Insiden ini diduga dipicu oleh keberadaan tanggul di badan jalan yang tidak dilengkapi rambu peringatan maupun pengamanan.

Berdasarkan informasi yang dihimpun, korban yang mengendarai sepeda motor bernomor polisi F 3136 FIO terlibat kecelakaan dengan truk diesel B 9813 NBC. Kedua kendaraan diketahui melaju dari arah Bojonggede sebelum insiden terjadi.


Saat tiba di lokasi, korban diduga terkejut dengan kondisi jalan yang tidak rata akibat tanggul tersebut. Ia kemudian melakukan pengereman mendadak, kehilangan kendali, dan oleng hingga akhirnya tertabrak truk dari belakang.

“Pas di lokasi ada tanggul, motor ngerem mendadak, oleng lalu ketabrak truk,” ujar salah seorang warga di lokasi kejadian.

Korban ditemukan tergeletak di samping kendaraannya dengan kondisi luka serius di bagian kepala. Warga sekitar tidak berani memberikan pertolongan langsung karena kondisi korban yang cukup parah.

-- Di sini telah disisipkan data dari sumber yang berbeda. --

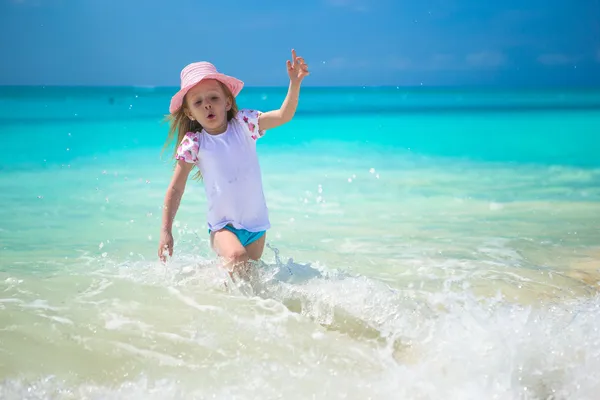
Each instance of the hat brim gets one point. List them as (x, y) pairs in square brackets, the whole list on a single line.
[(235, 86)]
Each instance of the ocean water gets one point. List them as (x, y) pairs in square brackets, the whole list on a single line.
[(426, 243)]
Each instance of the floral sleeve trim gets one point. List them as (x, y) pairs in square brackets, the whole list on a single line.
[(188, 148), (249, 118)]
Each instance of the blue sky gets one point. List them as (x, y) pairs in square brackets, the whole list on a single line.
[(345, 42)]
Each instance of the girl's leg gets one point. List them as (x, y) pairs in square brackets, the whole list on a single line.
[(228, 247), (256, 248)]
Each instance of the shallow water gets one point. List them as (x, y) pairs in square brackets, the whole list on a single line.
[(431, 250)]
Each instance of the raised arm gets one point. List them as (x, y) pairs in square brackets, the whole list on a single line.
[(297, 71)]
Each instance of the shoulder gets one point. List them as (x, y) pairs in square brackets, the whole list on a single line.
[(188, 148), (248, 118)]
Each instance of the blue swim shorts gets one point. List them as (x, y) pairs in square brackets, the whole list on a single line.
[(245, 237)]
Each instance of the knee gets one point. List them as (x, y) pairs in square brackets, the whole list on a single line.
[(236, 256)]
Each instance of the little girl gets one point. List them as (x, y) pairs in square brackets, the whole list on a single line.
[(219, 139)]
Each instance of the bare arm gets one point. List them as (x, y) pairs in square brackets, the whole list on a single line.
[(171, 205), (272, 119), (175, 193), (297, 70)]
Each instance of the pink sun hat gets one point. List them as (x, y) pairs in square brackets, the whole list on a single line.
[(194, 73)]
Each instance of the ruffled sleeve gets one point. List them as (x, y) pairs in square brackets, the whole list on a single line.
[(249, 120), (188, 148)]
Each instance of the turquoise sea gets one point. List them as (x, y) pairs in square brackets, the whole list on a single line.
[(426, 243)]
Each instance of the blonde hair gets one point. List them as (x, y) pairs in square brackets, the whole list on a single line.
[(180, 124)]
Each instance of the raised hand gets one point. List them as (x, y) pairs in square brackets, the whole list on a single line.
[(297, 68)]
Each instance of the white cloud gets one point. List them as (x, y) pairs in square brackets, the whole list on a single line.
[(486, 59), (552, 59), (355, 5)]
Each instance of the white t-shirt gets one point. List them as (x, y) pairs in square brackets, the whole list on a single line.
[(231, 173)]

Minimnya rambu peringatan, marka jalan, hingga pengamanan di titik tersebut memperkuat dugaan bahwa kecelakaan ini tidak semata disebabkan oleh kelalaian pengendara. Kondisi jalan yang membahayakan dinilai menunjukkan adanya kelalaian dalam pengelolaan infrastruktur.

Ketua KPP Bogor Raya, Beni Sitepu, menilai insiden ini sebagai bentuk kegagalan serius pemerintah daerah dalam menjamin keselamatan masyarakat.
“Ini bukan sekadar kecelakaan, ini akibat pembiaran. Jalan dibiarkan berbahaya tanpa rambu dan pengamanan. Itu kelalaian yang tidak bisa ditoleransi,” tegasnya.

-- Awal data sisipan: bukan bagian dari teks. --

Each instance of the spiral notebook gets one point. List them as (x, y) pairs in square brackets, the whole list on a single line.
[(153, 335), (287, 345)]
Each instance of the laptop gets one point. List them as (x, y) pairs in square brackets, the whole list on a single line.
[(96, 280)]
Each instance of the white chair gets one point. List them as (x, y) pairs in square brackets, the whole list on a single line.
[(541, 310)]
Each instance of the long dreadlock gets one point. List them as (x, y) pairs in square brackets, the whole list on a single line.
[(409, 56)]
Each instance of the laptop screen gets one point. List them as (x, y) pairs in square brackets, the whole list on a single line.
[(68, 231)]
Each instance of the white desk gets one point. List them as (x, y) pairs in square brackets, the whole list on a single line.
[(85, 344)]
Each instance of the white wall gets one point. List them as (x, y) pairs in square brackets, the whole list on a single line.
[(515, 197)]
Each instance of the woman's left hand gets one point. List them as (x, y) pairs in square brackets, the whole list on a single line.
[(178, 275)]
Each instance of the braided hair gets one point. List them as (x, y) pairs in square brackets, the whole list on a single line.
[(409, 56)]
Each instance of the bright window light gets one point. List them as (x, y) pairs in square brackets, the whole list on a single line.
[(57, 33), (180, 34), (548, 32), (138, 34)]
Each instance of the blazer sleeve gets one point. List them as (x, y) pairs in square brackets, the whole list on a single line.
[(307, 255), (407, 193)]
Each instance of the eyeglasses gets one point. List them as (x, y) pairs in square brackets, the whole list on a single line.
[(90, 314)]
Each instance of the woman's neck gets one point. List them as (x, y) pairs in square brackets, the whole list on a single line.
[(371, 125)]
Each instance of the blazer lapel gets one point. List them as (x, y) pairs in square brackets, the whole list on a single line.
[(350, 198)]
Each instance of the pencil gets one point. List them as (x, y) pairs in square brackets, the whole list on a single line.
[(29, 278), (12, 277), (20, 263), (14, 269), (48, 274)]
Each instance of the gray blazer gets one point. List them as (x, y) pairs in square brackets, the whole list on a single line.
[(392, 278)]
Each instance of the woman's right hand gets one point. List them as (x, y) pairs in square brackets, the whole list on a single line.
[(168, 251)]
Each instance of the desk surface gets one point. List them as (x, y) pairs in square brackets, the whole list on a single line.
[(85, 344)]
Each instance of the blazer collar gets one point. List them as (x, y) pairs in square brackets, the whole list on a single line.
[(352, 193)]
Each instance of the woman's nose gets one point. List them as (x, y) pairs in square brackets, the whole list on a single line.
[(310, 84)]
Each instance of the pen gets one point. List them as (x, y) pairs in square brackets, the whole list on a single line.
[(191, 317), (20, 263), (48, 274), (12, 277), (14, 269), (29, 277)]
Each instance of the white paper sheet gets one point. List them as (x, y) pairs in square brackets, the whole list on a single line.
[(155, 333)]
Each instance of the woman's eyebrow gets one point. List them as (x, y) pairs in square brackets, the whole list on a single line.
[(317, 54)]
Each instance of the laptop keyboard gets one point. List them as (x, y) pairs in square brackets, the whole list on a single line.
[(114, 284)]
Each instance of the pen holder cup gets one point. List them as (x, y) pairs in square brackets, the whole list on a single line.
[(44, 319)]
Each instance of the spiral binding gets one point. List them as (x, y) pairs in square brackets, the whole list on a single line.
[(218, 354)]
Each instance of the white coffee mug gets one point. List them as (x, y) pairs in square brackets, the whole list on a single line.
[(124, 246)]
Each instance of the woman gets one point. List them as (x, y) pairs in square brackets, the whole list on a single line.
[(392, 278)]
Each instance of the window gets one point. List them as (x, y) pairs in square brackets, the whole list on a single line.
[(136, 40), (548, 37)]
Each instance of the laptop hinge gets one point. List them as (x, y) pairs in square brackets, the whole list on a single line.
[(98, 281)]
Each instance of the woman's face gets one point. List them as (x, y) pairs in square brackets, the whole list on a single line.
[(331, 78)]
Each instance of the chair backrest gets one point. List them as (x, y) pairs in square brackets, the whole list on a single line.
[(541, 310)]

Ia pun mendesak Bupati Bogor untuk segera mengambil langkah tegas terhadap Kepala Dinas Pekerjaan Umum dan Penataan Ruang (PUPR) Kabupaten Bogor. Menurutnya, tanggung jawab tidak boleh berhenti di level teknis, tetapi harus menyentuh pimpinan yang memiliki kewenangan penuh.

“Jika benar tidak ada pengamanan, maka sudah seharusnya ada konsekuensi tegas. Kami mendesak Bupati Bogor mencopot Kadis PUPR. Jangan tunggu korban berikutnya,” lanjutnya.
Peristiwa ini menjadi sorotan terkait lemahnya pengawasan dan standar keselamatan jalan di wilayah tersebut. Infrastruktur yang seharusnya melindungi pengguna jalan justru berubah menjadi potensi bahaya.

Tanpa evaluasi dan tindakan cepat dari pemerintah daerah, kondisi serupa dikhawatirkan akan kembali terjadi dan menimbulkan korban berikutnya. Keselamatan masyarakat, pada akhirnya, menjadi tanggung jawab yang tidak bisa ditawar.